À trois ans de fêter son centenaire, la vénérable école nationale supérieure Louis Lumière (ENSLL) traverse une zone de turbulence. La faute à un projet de déménagement qui déchaîne les passions : pétition alarmiste lancée par des étudiant.e.s et enseignant.e.s, réponse de la direction intitulée «Halte à la désinformation», AG des étudiant.es en présence de représentant.e.s de syndicats, d’associations professionnelles et de la presse… Désireuse d’y voir plus clair, l’AFSI a envoyé sur place un correspondant pour tenter de démêler le vrai du faux.
Victime collatérale du sport
Rappelons que l’École Louis Lumière loue depuis 2012 des locaux sis dans la Cité du Cinéma, rue Ampère à Saint-Denis, après avoir dû quitter, déjà dans un climat d’inquiétude, les bâtiments dont elle était propriétaire à Noisy-le-Grand et qui commençaient à se fissurer (la faute à des erreurs d’appréhension de la qualité des sols). Bâtiments où, rappelons-le, elle avait emménagé en 1989, «pour toujours» vantait-on alors, et… dans un climat de protestation, déjà, avec manifestations des étudiant.es et déroulement de banderoles sur les tours de Notre-Dame… On s’inscrit donc, jusqu’ici, dans une tradition bien installée.
Les ennuis commencent en 2017, quand Paris hérite des JO 2024 durant lesquels la Cité du Cinéma accueillera les sportifs. Pour des raisons de sécurité, il devient vite évident que les entreprises du site seront inaccessibles pendant toute la durée des Jeux. L’école s’interroge sur la marche à suivre : où s’exiler pendant ce temps-là, et combien de temps ? C’est qu’il n’est pas facile de déménager un établissement dispensant un enseignement aussi complexe : des tables et des chaises, ça se trouve ailleurs, certes. Mais des labos photos ? Des studios tout équipés ? Des plateaux de tournage ? Face aux inquiétudes des professeurs et des élèves, l’administration parle d’abord d’un déménagement de «quelques mois». Qui deviennent six mois. Puis quinze. Sans qu’aucun lieu soit évoqué.
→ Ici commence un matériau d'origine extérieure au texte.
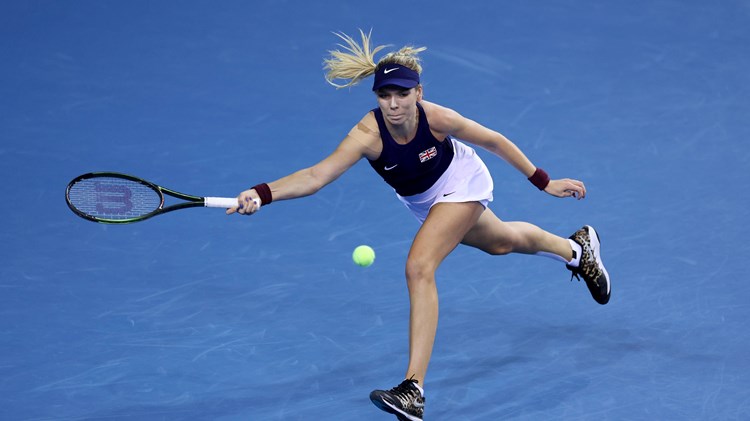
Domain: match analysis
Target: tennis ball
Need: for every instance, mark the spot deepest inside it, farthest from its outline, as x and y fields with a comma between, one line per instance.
x=363, y=256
Et ainsi, le temps passe.
Opération «Condorcet»
Les 4 kilomètres de la discorde
C’est en octobre 2022 seulement que la direction évoque enfin un déplacement sur le Campus Condorcet, près du métro Front Populaire : pas de panique, il s’agit alors toujours d’un déplacement temporaire. Et puis, le 25 janvier 2023, l’annonce tombe : en fait non, ce sera définitif.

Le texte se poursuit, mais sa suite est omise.